Surprisingly, when testing CPU against CUDA/TensorRT, CPU peformed the best in inference latency. While I am not sure yet why this may be the case, there are some reports online of a similar issue where the first inference after a pause on TensorRT is much slower than following inferences. Furthermore, TensorRT and CUDA have more latency overhead on startup, since the framework needs to set up kernels and send instructions to all the parallel units. This is not something that will affect our final product, however, because it is a one time cost for our persistent system.
In addition to converting our model to MXNET, I also changed the model’s input layer to accept 10 images at a time rather than 1. Doing so allows more work to be done in a single inference, lowering the latency overhead of my phase. Because the number of images per inference will be a fixed value for a given model, I will make sure to tune this parameter to lower the number of “empty” inferences completed as we define the our testing data set (how many characters per scan etc.). It is also possible that as the input layer becomes larger, CPU inference becomes less efficient while GPU inference is able to parallelize, leading to better performance using TensorRT/CUDA.
Finally, I was able to modify output of my classification model to include confidence (inference probabilities) and the next N best predictions. This should help optimize post-processing to our problem space by narrowing the scope of the spell check search.
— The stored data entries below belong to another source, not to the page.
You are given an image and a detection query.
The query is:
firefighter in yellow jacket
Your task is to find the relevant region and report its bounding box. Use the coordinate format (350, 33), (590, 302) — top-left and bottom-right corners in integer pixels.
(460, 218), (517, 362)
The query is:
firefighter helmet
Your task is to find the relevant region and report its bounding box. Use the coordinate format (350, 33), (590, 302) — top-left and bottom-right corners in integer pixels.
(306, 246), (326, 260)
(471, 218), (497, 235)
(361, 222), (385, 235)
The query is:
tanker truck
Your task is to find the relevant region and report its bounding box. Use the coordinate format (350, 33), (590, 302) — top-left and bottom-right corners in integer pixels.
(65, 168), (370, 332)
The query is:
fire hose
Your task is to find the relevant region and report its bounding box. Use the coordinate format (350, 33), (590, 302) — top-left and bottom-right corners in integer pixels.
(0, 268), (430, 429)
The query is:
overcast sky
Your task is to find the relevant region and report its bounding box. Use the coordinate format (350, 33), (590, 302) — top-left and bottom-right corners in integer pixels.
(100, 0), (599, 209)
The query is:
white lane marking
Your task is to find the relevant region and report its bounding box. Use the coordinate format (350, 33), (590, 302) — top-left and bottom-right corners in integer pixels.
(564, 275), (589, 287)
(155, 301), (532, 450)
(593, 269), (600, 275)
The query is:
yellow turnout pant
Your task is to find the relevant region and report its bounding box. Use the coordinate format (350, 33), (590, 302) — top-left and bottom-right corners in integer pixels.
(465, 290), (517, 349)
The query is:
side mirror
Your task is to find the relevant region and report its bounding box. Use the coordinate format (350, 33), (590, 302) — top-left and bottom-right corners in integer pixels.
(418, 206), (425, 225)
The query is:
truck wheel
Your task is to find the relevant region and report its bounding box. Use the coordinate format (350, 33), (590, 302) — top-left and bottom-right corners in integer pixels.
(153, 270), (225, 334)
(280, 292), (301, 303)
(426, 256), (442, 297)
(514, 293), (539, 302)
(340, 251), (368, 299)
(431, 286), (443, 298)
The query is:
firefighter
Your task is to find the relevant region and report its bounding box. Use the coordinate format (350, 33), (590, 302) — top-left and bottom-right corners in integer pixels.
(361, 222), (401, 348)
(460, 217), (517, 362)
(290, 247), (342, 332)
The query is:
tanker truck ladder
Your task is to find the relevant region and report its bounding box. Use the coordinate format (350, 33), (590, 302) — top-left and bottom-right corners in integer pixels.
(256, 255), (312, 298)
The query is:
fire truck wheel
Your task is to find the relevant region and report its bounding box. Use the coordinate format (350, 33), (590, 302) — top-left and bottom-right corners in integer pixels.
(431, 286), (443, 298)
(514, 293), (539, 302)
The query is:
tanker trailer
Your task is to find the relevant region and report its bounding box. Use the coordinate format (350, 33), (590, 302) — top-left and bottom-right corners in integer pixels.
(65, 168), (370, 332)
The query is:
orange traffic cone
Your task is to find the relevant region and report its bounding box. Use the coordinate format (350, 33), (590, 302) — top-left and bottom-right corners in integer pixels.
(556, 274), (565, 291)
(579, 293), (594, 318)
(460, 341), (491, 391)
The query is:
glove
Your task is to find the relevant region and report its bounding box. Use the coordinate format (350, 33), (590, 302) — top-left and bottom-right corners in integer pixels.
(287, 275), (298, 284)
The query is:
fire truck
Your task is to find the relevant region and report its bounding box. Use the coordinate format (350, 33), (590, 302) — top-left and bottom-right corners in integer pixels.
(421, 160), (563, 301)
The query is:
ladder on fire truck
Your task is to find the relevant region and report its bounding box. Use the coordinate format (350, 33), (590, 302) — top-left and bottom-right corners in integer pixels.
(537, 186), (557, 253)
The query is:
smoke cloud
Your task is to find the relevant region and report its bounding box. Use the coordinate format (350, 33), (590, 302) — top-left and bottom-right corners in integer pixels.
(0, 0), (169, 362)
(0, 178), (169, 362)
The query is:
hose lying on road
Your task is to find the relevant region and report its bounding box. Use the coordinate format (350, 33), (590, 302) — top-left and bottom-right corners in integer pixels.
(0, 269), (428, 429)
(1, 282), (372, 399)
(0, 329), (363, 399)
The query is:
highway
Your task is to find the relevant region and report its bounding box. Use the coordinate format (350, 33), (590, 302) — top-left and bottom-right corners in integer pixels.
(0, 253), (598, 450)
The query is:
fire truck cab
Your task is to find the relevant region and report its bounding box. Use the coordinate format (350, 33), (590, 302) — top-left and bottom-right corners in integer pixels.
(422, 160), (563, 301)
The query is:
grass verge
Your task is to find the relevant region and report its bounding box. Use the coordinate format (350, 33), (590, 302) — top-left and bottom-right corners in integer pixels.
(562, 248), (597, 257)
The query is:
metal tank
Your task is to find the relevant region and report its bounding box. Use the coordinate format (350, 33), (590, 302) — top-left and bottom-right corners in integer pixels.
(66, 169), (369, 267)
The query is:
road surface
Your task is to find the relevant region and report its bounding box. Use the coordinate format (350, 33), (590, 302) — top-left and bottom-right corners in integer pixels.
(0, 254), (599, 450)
I did not have the opportunity this week to retrain / continue training the existing model using images passed through Jay’s pre-processing pipeline. However, as the details of the pipeline are still developing, this may have been a blessing in disguise. Next week, I will be focused on measuring the current models performance (accuracy, latency) using different pre-processing techniques and inference providers, as well as measuring cross-validation accuracy of our final training dataset. This information will be visualized and analyzed in our final report and help inform our final design. In addition, I will also be integrating the trigger button for our final prototype.